Sri Lanka receives assurance of urea supplies from India
Sri Lanka has received assurance from Indian officials regarding supply of fertilisers that the island nation requires urgently. Sri Lankan High Commissioner Milinda Moragoda met concerned officials on Friday to discuss the issue.
“High Commissioner of Sri Lanka in New Delhi Milinda Moragoda met with the Secretary of the Department of Fertilisers of India Shri Rajesh Kumar Chaturvedi Thursday (May 12) to discuss the supply of urea required for the current Yala cultivation season in Sri Lanka. The meeting came in the wake of the decision of the Government of India to immediately supply 65,000 metric tons of urea to Sri Lanka, which is the total requirement for paddy in the current Yala cultivation season, under the existing one billion USD credit line,” the High Commission of Sri Lanka said in a message. Yala is the season of paddy cultivation in Sri Lanka that lasts between May and August.
Sri Lanka, which is facing the biggest economic crisis in its post-independence history, is aiming to boost its agriculture sector to avoid any disruption in the agriculture market.
Soaring food prices in Sri Lanka have added to the economic difficulties and any setback to the next paddy cultivation season will be hard for the island to bear.
It is understood that India has given an oral assurance ahead of a final official order that will ensure flow of fertilisers to Sri Lanka. However, it is not yet clear how the cash-strapped Sri Lankan government will pay for the fertiliser shipment.
Sri Lanka is the second country after Nepal to have received India’s assurance for supply of fertilisers. During the pandemic season, the global fertiliser market was choked as several major producers banned export of fertilisers that affected non-producing countries. Nepal’s PM Sher Bahadur Deuba had taken up the issue during his April visit to Delhi. However, India too is dependent on imported urea.

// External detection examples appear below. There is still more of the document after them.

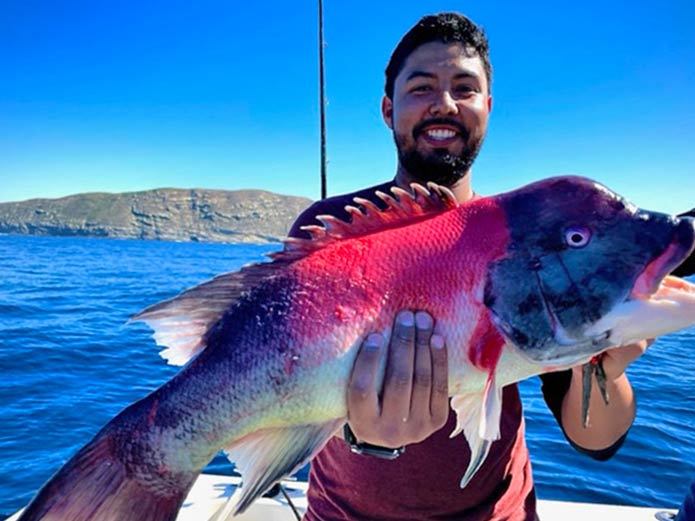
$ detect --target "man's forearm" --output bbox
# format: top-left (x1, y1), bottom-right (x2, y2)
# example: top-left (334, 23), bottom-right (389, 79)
top-left (562, 367), bottom-right (636, 450)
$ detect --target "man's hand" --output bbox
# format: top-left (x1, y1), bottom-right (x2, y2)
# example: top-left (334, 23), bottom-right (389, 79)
top-left (347, 311), bottom-right (449, 448)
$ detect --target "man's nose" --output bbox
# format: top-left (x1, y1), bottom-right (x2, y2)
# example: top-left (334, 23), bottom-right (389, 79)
top-left (430, 90), bottom-right (458, 114)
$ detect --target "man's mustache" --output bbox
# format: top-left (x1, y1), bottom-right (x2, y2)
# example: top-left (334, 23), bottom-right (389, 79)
top-left (413, 118), bottom-right (468, 141)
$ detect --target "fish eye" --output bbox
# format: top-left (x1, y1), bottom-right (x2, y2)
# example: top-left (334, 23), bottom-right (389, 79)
top-left (565, 226), bottom-right (591, 248)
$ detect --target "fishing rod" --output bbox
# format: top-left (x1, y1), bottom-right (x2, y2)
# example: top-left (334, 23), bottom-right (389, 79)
top-left (318, 0), bottom-right (326, 199)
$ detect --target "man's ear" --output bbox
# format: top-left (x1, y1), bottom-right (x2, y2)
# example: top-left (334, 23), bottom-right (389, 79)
top-left (381, 95), bottom-right (393, 130)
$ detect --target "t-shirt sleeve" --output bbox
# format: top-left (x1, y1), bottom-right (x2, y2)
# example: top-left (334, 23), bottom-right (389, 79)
top-left (540, 369), bottom-right (627, 461)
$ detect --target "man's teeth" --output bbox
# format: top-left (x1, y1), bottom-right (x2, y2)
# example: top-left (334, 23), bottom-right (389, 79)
top-left (427, 128), bottom-right (456, 139)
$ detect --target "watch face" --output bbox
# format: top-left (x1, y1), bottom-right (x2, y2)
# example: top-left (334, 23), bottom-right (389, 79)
top-left (343, 423), bottom-right (405, 459)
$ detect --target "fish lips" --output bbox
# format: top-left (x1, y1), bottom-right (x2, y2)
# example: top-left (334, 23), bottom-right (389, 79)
top-left (629, 217), bottom-right (695, 298)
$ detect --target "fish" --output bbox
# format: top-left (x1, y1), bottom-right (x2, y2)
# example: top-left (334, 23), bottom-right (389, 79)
top-left (20, 176), bottom-right (695, 521)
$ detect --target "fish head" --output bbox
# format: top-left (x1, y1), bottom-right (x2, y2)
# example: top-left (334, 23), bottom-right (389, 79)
top-left (484, 176), bottom-right (695, 367)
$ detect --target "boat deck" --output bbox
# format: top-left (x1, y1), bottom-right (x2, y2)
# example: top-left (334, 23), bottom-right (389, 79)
top-left (7, 474), bottom-right (676, 521)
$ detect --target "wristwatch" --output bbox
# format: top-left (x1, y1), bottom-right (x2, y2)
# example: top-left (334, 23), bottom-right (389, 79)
top-left (343, 423), bottom-right (405, 460)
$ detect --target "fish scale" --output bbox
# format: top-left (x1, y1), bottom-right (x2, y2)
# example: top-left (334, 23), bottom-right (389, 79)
top-left (14, 177), bottom-right (695, 521)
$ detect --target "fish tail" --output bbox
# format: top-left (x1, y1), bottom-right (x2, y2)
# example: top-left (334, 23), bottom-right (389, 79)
top-left (19, 429), bottom-right (198, 521)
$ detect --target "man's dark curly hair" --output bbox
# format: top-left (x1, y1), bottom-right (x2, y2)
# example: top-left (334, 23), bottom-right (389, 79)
top-left (384, 13), bottom-right (492, 99)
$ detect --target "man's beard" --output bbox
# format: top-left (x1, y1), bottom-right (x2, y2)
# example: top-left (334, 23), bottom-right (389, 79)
top-left (393, 120), bottom-right (483, 186)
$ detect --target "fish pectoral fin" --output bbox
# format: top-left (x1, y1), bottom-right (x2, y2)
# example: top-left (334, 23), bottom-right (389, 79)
top-left (451, 375), bottom-right (502, 488)
top-left (224, 418), bottom-right (345, 514)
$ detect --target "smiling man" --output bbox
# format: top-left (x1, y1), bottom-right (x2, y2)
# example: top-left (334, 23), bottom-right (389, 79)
top-left (290, 13), bottom-right (647, 521)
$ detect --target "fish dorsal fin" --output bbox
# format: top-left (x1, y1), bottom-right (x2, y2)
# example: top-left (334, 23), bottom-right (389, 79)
top-left (130, 259), bottom-right (287, 365)
top-left (270, 182), bottom-right (458, 260)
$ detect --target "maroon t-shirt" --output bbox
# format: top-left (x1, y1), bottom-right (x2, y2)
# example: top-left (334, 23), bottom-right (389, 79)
top-left (290, 182), bottom-right (622, 521)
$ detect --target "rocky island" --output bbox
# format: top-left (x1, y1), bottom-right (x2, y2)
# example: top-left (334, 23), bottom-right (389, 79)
top-left (0, 188), bottom-right (311, 244)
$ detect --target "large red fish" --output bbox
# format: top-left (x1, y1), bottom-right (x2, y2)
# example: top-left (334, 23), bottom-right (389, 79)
top-left (21, 177), bottom-right (695, 521)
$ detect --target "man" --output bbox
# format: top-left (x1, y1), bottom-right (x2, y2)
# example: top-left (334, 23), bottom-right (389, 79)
top-left (290, 13), bottom-right (648, 521)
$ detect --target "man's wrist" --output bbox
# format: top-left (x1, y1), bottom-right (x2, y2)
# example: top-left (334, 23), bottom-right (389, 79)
top-left (343, 423), bottom-right (405, 460)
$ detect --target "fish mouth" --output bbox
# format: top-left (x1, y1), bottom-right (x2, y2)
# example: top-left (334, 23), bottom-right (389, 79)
top-left (628, 230), bottom-right (695, 299)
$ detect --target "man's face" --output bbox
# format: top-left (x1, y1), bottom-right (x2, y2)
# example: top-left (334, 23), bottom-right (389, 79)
top-left (382, 42), bottom-right (492, 186)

The fertiliser sector has been repeatedly affected because of the global disruptions such the pandemic and the Ukraine crisis, which has disrupted Ukraine’s agriculture sector creating shortage of supplies in the global agriculture market.
India had been in talks with Russia to bolster its own fertiliser sector and has received approximately 3.60 lakh metric tonnes of fertilisers since the beginning of the Ukraine war. India’s own reliance on imported urea is going to increase as it plans to maintain top productivity of the agriculture sector that aims to fill up some of the scarcity that the absence of Ukrainian supplies has left in the global food market.